I'm happy to see that this isn't the case with Tristan (and a kind handful of others). We certainly have grown, changed, and we're on completely different routes on our life paths... but it doesn't seem to matter. Some of what makes us who we are transcends the details and here we are, still close. We have seen each other through deaths, break-ups, weddings, boredom, fabulous dinners, bad movies, moves between colleges, and, nowadays, studying for the bar exam. The test of time has had little to no effect on us.

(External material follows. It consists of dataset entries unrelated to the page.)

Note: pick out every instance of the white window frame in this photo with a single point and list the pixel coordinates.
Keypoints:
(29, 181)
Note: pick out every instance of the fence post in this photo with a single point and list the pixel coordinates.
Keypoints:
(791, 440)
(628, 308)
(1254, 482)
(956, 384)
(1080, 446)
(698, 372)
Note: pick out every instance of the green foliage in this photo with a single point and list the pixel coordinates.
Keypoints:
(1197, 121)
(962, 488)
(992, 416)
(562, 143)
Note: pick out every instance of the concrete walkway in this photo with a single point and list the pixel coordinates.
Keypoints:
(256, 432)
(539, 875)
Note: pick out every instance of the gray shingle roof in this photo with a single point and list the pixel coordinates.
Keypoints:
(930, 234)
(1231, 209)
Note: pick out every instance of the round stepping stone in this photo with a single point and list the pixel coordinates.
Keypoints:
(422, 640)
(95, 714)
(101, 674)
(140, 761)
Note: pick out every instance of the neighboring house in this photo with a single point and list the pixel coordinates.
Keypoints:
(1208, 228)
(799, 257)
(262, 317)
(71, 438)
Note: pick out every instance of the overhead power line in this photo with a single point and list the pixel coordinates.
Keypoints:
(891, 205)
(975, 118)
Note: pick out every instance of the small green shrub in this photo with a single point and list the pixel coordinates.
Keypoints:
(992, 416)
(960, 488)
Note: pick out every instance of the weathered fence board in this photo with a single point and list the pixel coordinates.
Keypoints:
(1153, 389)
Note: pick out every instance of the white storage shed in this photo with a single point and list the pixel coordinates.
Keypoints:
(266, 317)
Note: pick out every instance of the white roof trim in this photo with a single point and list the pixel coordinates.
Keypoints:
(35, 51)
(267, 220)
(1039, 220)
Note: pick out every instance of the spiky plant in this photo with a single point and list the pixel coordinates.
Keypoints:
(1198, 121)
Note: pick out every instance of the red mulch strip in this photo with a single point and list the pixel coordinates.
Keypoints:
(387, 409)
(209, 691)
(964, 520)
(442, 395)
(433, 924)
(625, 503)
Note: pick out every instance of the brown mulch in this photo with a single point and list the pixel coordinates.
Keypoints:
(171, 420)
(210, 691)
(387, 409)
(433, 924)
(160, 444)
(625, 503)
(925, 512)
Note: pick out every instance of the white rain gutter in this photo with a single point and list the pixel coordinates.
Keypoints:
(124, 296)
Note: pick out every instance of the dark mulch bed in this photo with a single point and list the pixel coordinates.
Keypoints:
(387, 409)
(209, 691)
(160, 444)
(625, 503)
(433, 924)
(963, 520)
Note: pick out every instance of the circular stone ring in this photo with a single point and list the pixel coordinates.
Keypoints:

I've learned from him to lighten up... he is one of the most intellectually brilliant people I know and yet he knows how to let his hair down and have a good time. I've learned to be more considerate, too... once, when we were younger, I selfishly monopolized a moment when he could have used a friend to talk to about the loss of someone significant. Due to our closeness, he was unafraid to call me out on it and I took better care with most people afterward to pay closer attention to how a person was feeling before unloading. I've also dared to believe I might be special since someone like him, who had gone through the silliness and aggravation we've imposed on one another, could be as good of friends as we are. I have a few self-image issues that encourage me to be as modest as possible... but he encourages me to allow for brief moments self-appreciation.
I hope he knows how highly I think of him...that he is very loved... and a cherished friend.